James Slater (1929- ) was a British chess patron who added 50,000 British pounds ($125,000) to the 1972 world championship prize fund between Fischer and Spassky.  He founded the Slater Foundation which pays for coaching of young players.  He offered 5000 pounds (worth $167,000 today) to the first English player to gain the GM title, which was won by Tony Miles.

Louis Statham (1907-1983) was a millionaire engineer and chess patron.  He sponsored the Louis D. Statham Masters tournaments in Lone Pine, California from 1971 to 1981.  These events had a $45,000 prize fund, paid by Statham.  He paid for all the travel and living expenses for all participants.  Statham was the original owner of the Playboy Mansion West, when he sold it to Hugh Hefner.

Viktor Tietz (1859-1937) was a chess patron who sponsored the great Carlsbad tournaments of 1907, 1911, 1923, and 1929.  He was the co-founder and first president of the Carlsbad (Karlovy Vary) Chess Club.

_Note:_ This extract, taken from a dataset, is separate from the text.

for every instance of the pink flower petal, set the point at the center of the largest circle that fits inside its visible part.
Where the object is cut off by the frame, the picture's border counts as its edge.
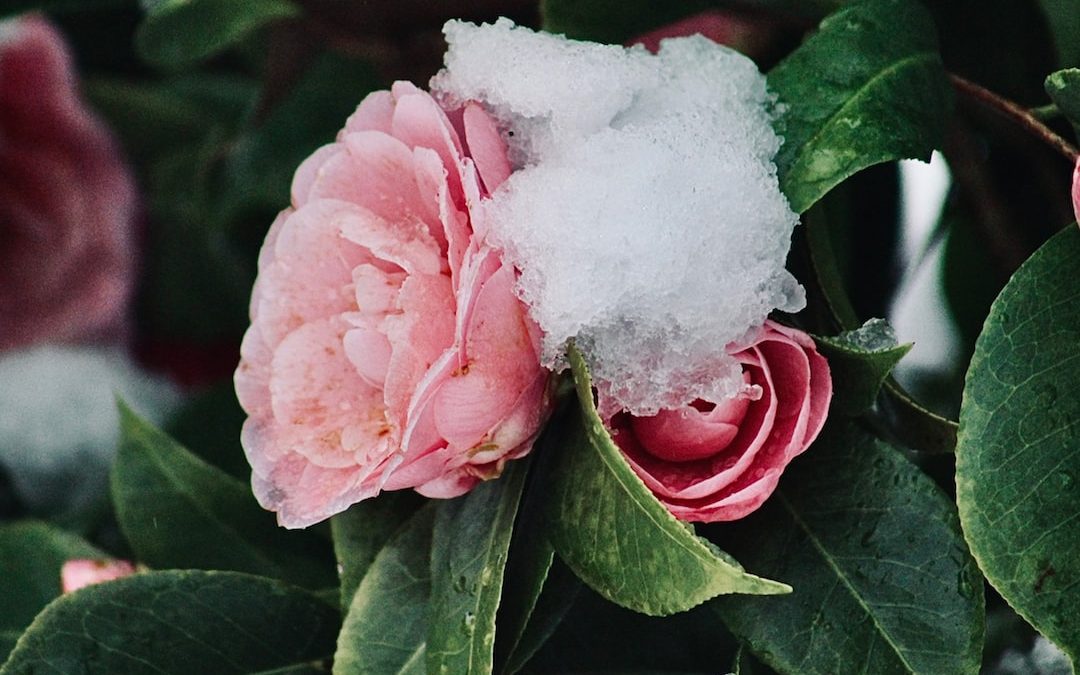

Leopld Trebitsch (1842-1906) was an Austrian industrialist and became a generous chess patron.  After his death, there were 20 Trebitsch Memorial tournaments from 1907 to 1938.

Isaac Turover (1892-1978) was a wealthy lumber dealer, chess patron and philanthropist.  He sponsored Bobby Fischer’s attendance in the 1962 Stockholm Interzonal.  Throughout his life, he offered cash prizes for brilliancies in chess games.

Jezdimir Vasiljevic, president of the Jugoskandic Bank, sponsored the 1992 match between Fischer and Spassky, donating $5 million in prize fund.   He later went to prison, accused of stealing over $130 million in a Ponzi scheme.

Maurice Wertheim (1886-1950) was an American investment banker and chess patron.  He financed much of the activity in American chess during the 1940s.  He conceived and financed the 1946 chess match between the USA and the USSR, held in New York.  He served as president of the Manhattan Chess Club.

Alain Campbell White (1880-1951) was an American problem composer and patron. 

John G. White (1845-1928) was a prominent Cleveland attorney who donated his large collection of books to the Cleveland Public Library to form the John G. White Chess and Checkers Collection.   He funded this collection left the bulk of his estate as an endowment to maintain and develop the largest chess library in the world, with over 33,000 volumes of chess books.